ROLAND -- Attorney General Mike Hunter on Friday filed charges on a midwife for practicing medicine without a license after an investigation revealed she performed a medical procedure during a recent home birth after the victim was in labor for nearly three days.
Debra Disch, who was permanently banned from obtaining a license to practice as a midwife in Arkansas in 2016, is alleged to have performed an episiotomy on Elizabeth "Suzie" Bigler during her May birth in Oklahoma. She also administered pitocin to slow the victim's bleeding after giving birth. A search warrant of her residence also found five vials of the drug.
Although individuals in Oklahoma do not need a license to practice as a midwife and despite Oklahoma having no laws regulating midwives, individuals must have a medical license to perform an episiotomy and administer pitocin.
Hunter said Disch was irresponsible and put the mother and her baby in a life-threatening situation.

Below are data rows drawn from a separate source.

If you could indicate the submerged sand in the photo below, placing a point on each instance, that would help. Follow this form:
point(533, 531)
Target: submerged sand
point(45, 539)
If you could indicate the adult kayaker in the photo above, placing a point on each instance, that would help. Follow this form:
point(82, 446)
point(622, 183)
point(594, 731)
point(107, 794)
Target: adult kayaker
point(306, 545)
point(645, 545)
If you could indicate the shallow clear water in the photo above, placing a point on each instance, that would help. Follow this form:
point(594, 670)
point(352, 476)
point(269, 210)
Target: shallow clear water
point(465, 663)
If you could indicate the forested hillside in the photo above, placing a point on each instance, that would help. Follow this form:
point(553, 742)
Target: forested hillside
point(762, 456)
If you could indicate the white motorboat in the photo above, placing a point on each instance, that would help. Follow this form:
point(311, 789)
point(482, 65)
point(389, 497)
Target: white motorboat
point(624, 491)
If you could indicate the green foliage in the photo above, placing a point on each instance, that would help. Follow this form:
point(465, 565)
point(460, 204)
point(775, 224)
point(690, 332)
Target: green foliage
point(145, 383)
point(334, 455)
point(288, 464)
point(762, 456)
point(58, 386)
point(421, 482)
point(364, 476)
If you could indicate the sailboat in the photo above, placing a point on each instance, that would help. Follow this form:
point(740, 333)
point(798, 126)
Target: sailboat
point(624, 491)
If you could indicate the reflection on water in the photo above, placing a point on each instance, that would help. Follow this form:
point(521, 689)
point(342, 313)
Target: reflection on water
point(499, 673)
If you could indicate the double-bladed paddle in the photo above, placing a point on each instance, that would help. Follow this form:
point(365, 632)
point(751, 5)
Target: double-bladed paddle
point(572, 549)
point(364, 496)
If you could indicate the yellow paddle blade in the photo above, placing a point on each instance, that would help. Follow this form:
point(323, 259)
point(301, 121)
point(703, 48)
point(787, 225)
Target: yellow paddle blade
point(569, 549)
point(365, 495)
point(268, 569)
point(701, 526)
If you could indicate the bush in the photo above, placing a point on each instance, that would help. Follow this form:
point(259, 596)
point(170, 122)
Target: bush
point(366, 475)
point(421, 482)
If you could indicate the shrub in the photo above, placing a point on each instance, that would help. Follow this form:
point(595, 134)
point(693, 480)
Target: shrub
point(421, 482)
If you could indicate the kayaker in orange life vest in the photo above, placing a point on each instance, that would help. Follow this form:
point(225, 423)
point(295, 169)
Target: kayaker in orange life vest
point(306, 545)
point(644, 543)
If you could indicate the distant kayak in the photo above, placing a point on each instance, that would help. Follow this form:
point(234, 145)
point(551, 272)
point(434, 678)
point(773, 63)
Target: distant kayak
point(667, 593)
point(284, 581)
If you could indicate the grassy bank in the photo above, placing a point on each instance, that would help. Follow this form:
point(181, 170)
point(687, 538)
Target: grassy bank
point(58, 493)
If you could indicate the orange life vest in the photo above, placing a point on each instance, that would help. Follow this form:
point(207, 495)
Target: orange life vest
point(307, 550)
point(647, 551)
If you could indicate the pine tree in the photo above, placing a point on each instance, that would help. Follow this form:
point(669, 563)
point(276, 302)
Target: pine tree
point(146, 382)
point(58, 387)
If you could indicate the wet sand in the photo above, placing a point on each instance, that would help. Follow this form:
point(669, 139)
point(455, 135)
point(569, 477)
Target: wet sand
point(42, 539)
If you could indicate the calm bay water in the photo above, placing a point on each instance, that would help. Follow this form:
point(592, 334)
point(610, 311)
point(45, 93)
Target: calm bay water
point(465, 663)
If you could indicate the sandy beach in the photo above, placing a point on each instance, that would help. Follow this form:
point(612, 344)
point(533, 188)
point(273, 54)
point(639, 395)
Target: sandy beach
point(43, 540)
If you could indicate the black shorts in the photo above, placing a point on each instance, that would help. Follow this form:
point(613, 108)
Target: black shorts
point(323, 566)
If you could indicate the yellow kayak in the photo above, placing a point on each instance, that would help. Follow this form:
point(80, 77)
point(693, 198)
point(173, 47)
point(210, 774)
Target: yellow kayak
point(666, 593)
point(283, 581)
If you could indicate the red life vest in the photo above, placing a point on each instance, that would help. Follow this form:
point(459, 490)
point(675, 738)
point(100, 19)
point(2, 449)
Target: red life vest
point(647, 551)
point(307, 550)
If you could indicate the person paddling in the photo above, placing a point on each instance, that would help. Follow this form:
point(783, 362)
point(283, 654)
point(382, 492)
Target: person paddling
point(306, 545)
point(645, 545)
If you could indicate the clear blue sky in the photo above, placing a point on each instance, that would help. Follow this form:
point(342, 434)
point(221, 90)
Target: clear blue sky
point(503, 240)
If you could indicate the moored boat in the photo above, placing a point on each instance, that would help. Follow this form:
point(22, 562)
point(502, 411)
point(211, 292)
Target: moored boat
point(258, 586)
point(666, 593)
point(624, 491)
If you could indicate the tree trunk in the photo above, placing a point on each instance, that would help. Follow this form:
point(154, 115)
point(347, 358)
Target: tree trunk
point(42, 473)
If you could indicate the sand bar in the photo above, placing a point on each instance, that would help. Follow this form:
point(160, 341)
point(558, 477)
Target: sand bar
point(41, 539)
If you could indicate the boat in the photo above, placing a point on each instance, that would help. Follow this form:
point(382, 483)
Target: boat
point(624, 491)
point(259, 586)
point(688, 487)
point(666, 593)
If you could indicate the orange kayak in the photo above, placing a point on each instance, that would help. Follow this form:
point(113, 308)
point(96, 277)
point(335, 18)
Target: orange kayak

"The details of this case are disturbing," Hunter said. "Our evidence shows that Disch was reckless in the way she performed this procedure and she was entirely outside the scope of her abilities and the law. The mother and her baby are lucky to be alive. We hope these charges send the message to Oklahomans looking to hire a midwife to research and choose carefully. Given her troubled past in Oklahoma and Arkansas, we also hope this puts Disch out of business.
"We appreciate our law enforcement partners, who helped us with this investigation, including District Attorney Jack Thorp and his team in District 27 and the Roland Police Department."
According to documents filed with the court, the victim's family repeatedly urged Disch to call an ambulance when complications began arising. Disch refused each time.
The baby was born lifeless and had to be resuscitated. During the life-saving procedure, witnesses claim Disch dropped the newborn. Following the birth, the mother began hemorrhaging uncontrollably and Disch administered two pitocin shots to control the bleeding.
Pitocin is used to induce labor and also used to control bleeding. Pitocin is not a scheduled drug but is available by prescription only. Disch did not have a valid prescription for this medication in Oklahoma.
Emergency services were eventually called, and Bigler and her baby were taken to the hospital, where they remained for several days.
A warrant has been issued for her arrest.